Pension Funding Deficits at UK-Listed Companies Hit £67 Billion as Yields Drop
Pension funding deficits at defined benefit pension plans for the top 350 listed companies in the UK touched a two-year high in August
Pension funding deficits continue to balloon this year. According to consulting firm Mercer, funding deficits at these pensions bloated by £16 billion to £67 billion as of August 30 from £51 billion in July.
As a result, funding level dropped from 94% in July to 93% in August.
This was the second consecutive month in which the deficit has risen.
Reduction in corporate bond yields the culprit
The increase in deficit was largely on account of a decline in corporate bond yields, said Maria Johannessen, a partner at Mercer.
Charles Cowling, actuary, warned that schemes faced substantial risk from falling interest rates as well as political volatility from Brexit.
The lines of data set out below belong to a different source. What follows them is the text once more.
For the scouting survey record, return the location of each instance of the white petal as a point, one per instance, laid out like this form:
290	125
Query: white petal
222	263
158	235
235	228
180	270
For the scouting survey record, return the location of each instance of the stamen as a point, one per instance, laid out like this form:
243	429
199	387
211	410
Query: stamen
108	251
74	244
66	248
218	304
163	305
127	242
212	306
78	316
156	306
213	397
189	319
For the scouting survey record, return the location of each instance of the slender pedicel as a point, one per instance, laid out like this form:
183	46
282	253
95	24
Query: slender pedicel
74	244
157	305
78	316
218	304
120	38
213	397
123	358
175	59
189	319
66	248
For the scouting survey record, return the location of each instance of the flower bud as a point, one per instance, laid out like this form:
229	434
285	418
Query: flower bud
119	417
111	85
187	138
Cowling also warned of President Trump’s increasing pressure on the Fed to cut rates more aggressively.
Across the pond
In the United States, funding deficits at the hundred largest US corporate pension plans zoomed to $306 billion in August.
According to actuarial and consulting firm, Milliman, the funded ratio fell to 83.8% from 87.7% in July.
The firm further attributed the burgeoning deficit to a sharp drop in benchmark corporate bond interest rates. Finally, increasing exposures to alternative investments may be one way to improve returns at these pension funds.